I could imagine something like a defamation lawsuit? But it would probably have to focus on a specific case, not the general possibility of it? Again, hard to guess, this is all unexplored territory and new questions that never needed to be asked until now.
Can someone familiar with LLMs comment on how ChatGPT can memorize so many NYT texts so well?
I see a case against punishing here, in general. Consider me asking you “What did Mario say?”, and you answering—in private -
“Listen to this sentence—even though it might well be totally wrong: Mario said xxxx.”,
or, even more in line with the ChatGPT situation,
“From what I read, I have the somewhat vague impression that Mario said xxxx—though I might mix this up, so you may really want to double-check.”
Assume Mario has not said xxxx. We still have a strong case for not, in general, punishing you for the above statement. And even if I acted badly in response to your message, so that someone gets hurt, I’d see, a priori, the main blame to fall upon me, not you.
The parallels to the case of ChatGPT[1] suggests to extend a similar reservation about punishing to our current LLMs.
Admittedly, pragmatism is in order. If an LLM’s hallucinations—despite warnings—end up creating entire groups of people attacking others due to false statements, it may be high time to reign in the AI. But the default for false attributions should not be that, not as long as the warning is clear and obvious: Do not trust it as of yet at all.
In addition to knowing today’s LLMs hallucinate, we currently even get a “ChatGPT can make mistakes.

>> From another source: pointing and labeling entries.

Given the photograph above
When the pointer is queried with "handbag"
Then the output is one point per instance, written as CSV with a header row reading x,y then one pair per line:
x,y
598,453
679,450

Consider checking important information.” right next to its prompt.
ChatGPT isn’t a substitute for a NYT subscription. It wouldn’t work at all without browsing. It would probably get blocked with browsing enabled, both by NYT through its useragent, and by OpenAI’s “alignment.” Even if it doesn’t get blocked, it would be slower than skimming the article manually, and its output not trustable.

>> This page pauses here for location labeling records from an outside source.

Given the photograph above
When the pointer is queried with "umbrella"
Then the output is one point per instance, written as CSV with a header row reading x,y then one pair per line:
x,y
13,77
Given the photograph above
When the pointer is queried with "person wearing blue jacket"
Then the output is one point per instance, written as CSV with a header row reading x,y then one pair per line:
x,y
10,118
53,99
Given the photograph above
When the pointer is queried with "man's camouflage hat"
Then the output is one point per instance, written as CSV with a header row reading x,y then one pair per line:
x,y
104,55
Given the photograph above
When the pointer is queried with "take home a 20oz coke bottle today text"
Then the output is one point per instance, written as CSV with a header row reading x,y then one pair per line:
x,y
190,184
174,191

OTOH, NYT can spend pennies to have an AI TLDR at the top of each of their pages. They can even use their own models, as semanticscholar does. Anybody who is economical enough to prefer the much worse experience of ChatGPT, would not have paid NYT in the first place. You can bypass the paywall trivially.
In fact, why don’t NYT authors write a TLDR themselves? Most of their articles are not worth reading. Isn’t the lack of a summary an anti-user feature to artificially inflate their offering’s volume?
NYT would, if anything, benefit from LLMs potentially degrading the average quality of the competing free alternatives.
The counterfactual version of GPT4 that did not have NYT in its training is extremely unlikely to have been a worse model. It’s like removing sand from a mountain.
The whole case is an example of rent-seeking post-capitalism.